Senator of the College of Justice
- In office March 2008 – May 2023
- Nominated by: Alex Salmond As First Minister
- Appointed by: Elizabeth II
- Preceded by: Lord Philip

President of the Scottish Tribunals
- In office August 2020 – 30 April 2023
- Appointed by: Lord Carloway As Lord President
- Preceded by: Lady Smith

Personal details
- Born: Stephen Errol Woolman 16 May 1953 (age 73)
- Alma mater: University of Aberdeen
- Profession: Advocate

= Stephen Woolman, Lord Woolman =

Scottish legal academic (born 1953)

Stephen Errol Woolman, Lord Woolman, (born 16 May 1953) is a Scottish legal academic and a retired Senator of the College of Justice.

==Early life==
Woolman was educated at George Heriot's School, Edinburgh and studied law at the University of Aberdeen. He was a lecturer in the Faculty of Law of the University of Edinburgh from 1978 to 1987, serving as Associate Dean from 1981 to 1984. He published the first edition of his work on Contract in 1987, being admitted to the Faculty of Advocates the same year.

==Legal career==
Woolman served as Standing Junior Counsel to the Office of Fair Trading (1991 to 1995), the Procurement Executive of the Ministry of Defence (1991 to 1995), and the Inland Revenue (1996 to 1998). He was appointed a Queen's Counsel in 1998 and served as Advocate Depute from 1999 to 2002. He was keeper of the Advocates' Library and a trustee of the National Library of Scotland from 2004 to 2008, and chairman of the Scottish Council of Law Reporting from 2007 to 2008.

He was appointed Senator of the College of Justice, a judge of the High Court of Justiciary and Court of Session, the Supreme Courts of Scotland, in 2008, as Lord Woolman. He sat in the Inner House of the Court of Session. He also served as President of the Scottish Tribunals, replaced by Lady Wise. He was formerly deputy chairman of the Boundary Commission for Scotland (2009 – 2015).

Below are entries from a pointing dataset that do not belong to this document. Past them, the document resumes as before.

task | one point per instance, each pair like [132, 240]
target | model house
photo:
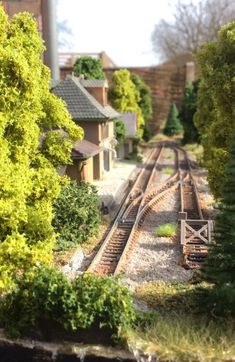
[87, 103]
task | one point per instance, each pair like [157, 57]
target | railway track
[195, 231]
[107, 258]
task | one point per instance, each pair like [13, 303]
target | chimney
[98, 89]
[49, 27]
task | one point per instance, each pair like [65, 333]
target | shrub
[167, 230]
[104, 301]
[168, 170]
[120, 131]
[124, 97]
[29, 183]
[173, 125]
[216, 102]
[45, 294]
[89, 67]
[187, 111]
[76, 214]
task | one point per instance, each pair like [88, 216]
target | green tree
[76, 214]
[145, 103]
[187, 111]
[173, 125]
[215, 117]
[220, 265]
[90, 67]
[29, 182]
[120, 131]
[124, 97]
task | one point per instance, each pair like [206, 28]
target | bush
[45, 294]
[76, 215]
[29, 156]
[187, 111]
[173, 125]
[89, 67]
[167, 230]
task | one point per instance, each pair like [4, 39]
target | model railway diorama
[195, 231]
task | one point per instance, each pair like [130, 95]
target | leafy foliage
[46, 294]
[76, 214]
[124, 97]
[187, 111]
[29, 182]
[220, 265]
[120, 130]
[145, 103]
[173, 125]
[215, 117]
[90, 67]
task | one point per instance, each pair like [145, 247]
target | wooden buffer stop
[195, 231]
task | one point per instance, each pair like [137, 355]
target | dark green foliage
[145, 103]
[187, 111]
[47, 295]
[90, 67]
[124, 97]
[76, 214]
[120, 130]
[215, 117]
[220, 265]
[173, 125]
[147, 132]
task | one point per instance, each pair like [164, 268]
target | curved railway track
[107, 258]
[116, 248]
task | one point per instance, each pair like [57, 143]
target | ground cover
[179, 327]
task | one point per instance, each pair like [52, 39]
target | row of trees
[207, 115]
[29, 157]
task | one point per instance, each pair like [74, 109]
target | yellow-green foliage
[28, 179]
[215, 117]
[124, 97]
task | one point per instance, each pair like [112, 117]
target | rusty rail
[106, 259]
[195, 231]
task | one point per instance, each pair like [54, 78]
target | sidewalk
[113, 187]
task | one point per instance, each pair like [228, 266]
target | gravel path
[157, 258]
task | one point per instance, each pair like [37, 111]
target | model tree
[216, 103]
[145, 103]
[220, 265]
[89, 67]
[30, 149]
[124, 97]
[173, 125]
[187, 111]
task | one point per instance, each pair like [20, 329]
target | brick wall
[167, 82]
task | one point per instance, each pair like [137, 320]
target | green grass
[176, 330]
[167, 230]
[168, 171]
[183, 338]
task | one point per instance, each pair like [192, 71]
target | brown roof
[85, 149]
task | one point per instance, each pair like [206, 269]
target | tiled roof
[85, 149]
[130, 121]
[94, 83]
[80, 103]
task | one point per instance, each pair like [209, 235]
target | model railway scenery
[117, 181]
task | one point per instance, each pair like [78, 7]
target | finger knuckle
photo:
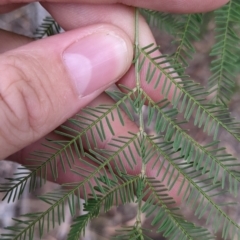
[22, 96]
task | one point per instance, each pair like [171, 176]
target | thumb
[47, 81]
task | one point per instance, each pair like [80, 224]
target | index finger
[177, 6]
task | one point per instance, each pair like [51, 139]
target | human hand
[42, 83]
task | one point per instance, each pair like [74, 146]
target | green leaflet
[206, 171]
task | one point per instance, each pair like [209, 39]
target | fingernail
[95, 61]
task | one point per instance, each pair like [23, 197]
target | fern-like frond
[198, 197]
[224, 67]
[184, 28]
[168, 217]
[49, 27]
[184, 37]
[210, 159]
[208, 116]
[85, 128]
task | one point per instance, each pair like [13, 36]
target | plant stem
[140, 113]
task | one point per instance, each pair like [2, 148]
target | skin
[18, 56]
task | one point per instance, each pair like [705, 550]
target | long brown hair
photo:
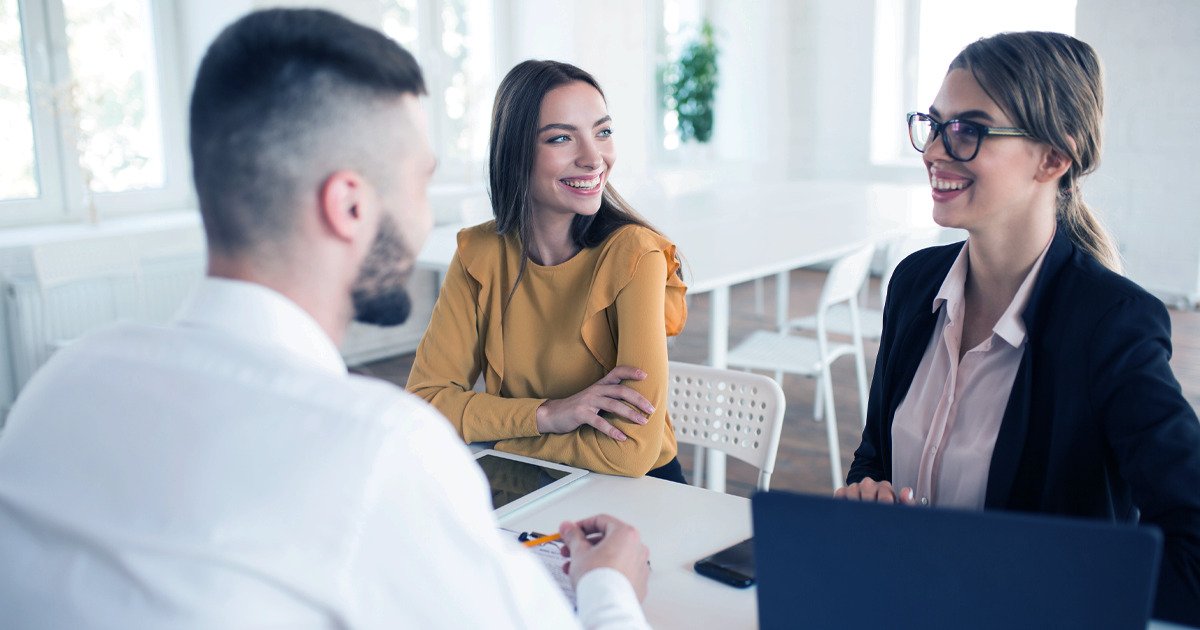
[1051, 85]
[511, 159]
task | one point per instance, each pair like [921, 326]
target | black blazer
[1096, 424]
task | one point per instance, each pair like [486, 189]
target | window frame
[61, 195]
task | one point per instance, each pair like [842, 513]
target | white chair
[811, 357]
[737, 413]
[838, 319]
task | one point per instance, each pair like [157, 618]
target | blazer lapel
[1012, 442]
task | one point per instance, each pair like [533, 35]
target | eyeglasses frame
[936, 130]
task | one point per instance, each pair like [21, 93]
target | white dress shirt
[946, 427]
[227, 472]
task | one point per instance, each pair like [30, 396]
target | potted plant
[690, 87]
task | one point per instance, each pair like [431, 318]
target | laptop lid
[828, 563]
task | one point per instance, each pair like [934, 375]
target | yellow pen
[541, 540]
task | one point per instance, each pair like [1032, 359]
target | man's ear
[342, 197]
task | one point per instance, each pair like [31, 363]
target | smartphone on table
[731, 565]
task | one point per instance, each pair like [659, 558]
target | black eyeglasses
[961, 138]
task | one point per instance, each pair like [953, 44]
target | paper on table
[550, 556]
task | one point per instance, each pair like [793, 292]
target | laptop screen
[828, 563]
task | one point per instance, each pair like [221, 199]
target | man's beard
[378, 294]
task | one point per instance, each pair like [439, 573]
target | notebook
[828, 563]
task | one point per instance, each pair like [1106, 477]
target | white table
[732, 235]
[679, 525]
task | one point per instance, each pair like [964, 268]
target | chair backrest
[737, 413]
[897, 251]
[846, 276]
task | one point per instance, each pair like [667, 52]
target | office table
[729, 235]
[679, 525]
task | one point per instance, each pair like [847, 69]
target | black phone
[731, 565]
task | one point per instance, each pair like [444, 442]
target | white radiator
[45, 316]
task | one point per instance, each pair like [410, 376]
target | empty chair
[870, 319]
[737, 413]
[811, 357]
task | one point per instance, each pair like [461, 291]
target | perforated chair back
[737, 413]
[847, 275]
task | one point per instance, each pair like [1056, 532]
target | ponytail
[1086, 231]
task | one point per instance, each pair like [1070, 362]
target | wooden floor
[803, 462]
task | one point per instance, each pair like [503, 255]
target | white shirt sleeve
[606, 599]
[430, 550]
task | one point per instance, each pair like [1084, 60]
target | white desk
[732, 235]
[679, 525]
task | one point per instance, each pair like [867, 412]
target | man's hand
[564, 415]
[605, 541]
[875, 491]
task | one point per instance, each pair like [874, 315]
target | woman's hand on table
[564, 415]
[870, 490]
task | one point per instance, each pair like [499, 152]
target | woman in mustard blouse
[564, 303]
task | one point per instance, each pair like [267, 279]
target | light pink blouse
[946, 429]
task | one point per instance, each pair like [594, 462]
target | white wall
[613, 45]
[1146, 185]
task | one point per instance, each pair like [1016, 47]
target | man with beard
[226, 471]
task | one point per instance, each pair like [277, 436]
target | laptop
[829, 563]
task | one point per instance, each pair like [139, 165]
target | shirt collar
[257, 315]
[1009, 327]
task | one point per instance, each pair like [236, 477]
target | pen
[543, 540]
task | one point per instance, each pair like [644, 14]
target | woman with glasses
[564, 303]
[1019, 370]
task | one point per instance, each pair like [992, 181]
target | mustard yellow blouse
[565, 328]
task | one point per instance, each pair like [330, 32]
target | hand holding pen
[603, 541]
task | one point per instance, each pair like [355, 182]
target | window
[454, 42]
[93, 111]
[915, 42]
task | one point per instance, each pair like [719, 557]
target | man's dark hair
[279, 105]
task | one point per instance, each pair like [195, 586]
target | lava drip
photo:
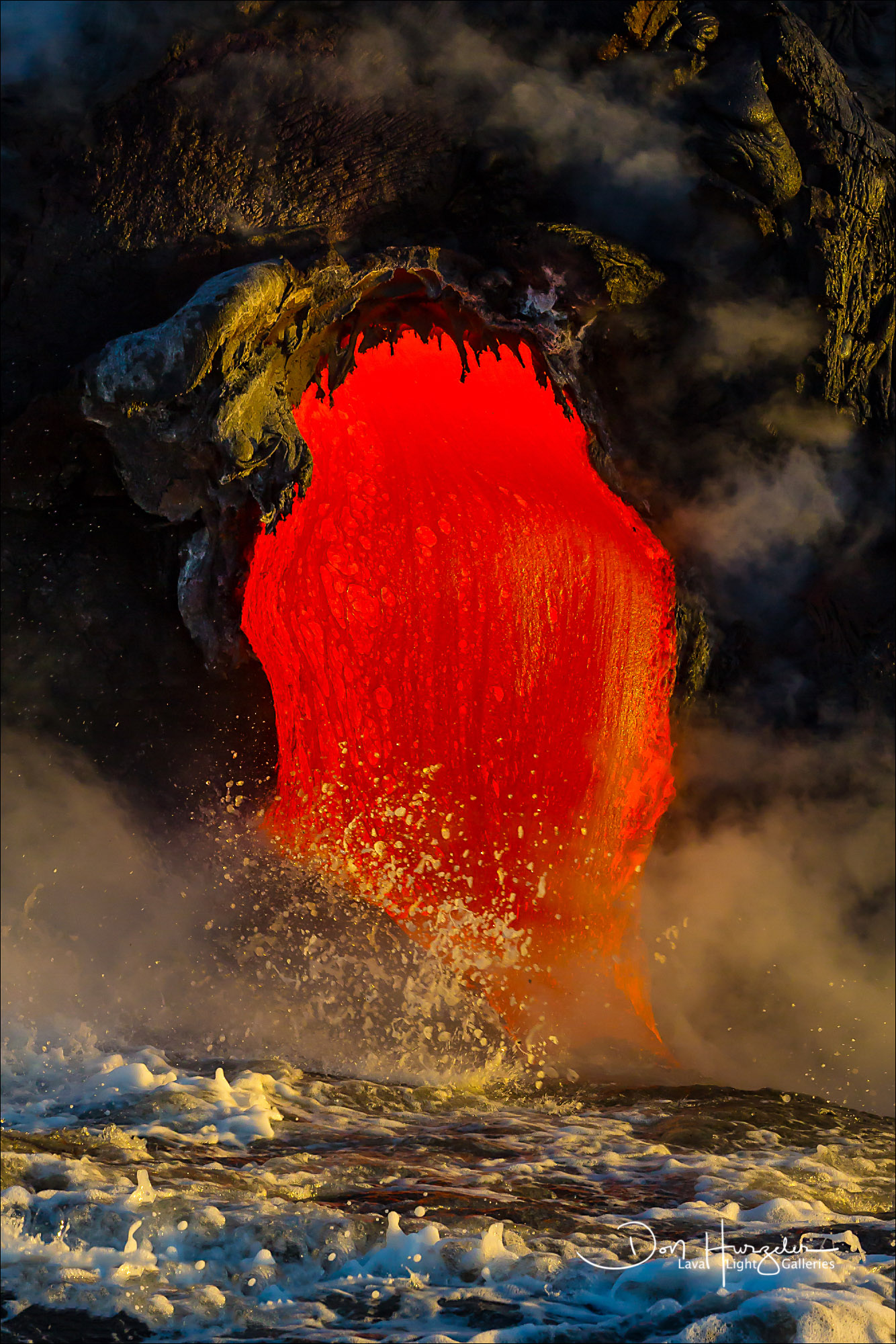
[469, 643]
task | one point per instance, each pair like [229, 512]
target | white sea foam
[205, 1205]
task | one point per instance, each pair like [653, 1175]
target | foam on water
[206, 1200]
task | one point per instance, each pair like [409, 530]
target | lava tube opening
[469, 642]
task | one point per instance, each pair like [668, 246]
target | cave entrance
[469, 643]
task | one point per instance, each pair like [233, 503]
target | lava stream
[469, 642]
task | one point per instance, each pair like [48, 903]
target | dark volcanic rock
[271, 162]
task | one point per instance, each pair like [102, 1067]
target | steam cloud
[768, 898]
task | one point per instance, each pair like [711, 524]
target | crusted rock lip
[198, 411]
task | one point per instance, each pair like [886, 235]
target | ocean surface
[148, 1195]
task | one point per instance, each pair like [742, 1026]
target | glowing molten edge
[469, 643]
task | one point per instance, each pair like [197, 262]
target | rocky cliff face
[687, 216]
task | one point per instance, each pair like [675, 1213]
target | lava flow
[469, 642]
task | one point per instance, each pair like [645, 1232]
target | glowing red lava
[469, 643]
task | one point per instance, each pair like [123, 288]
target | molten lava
[469, 643]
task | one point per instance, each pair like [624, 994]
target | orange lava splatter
[469, 643]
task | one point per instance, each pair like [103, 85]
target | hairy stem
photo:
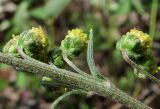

He holds an honorary LLD from the University of Aberdeen and was elected as a fellow of the Royal Society of Edinburgh in 2022.
He retired in May 2023.

===Publications===
- Woolman on Contract, 1987 (6th ed. 2018) W. Green & Sons. (ISBN 978 0 414 01647 7)

==Personal life==
Lord Woolman married Helen Mackinnon in 1977, with whom he has two daughters.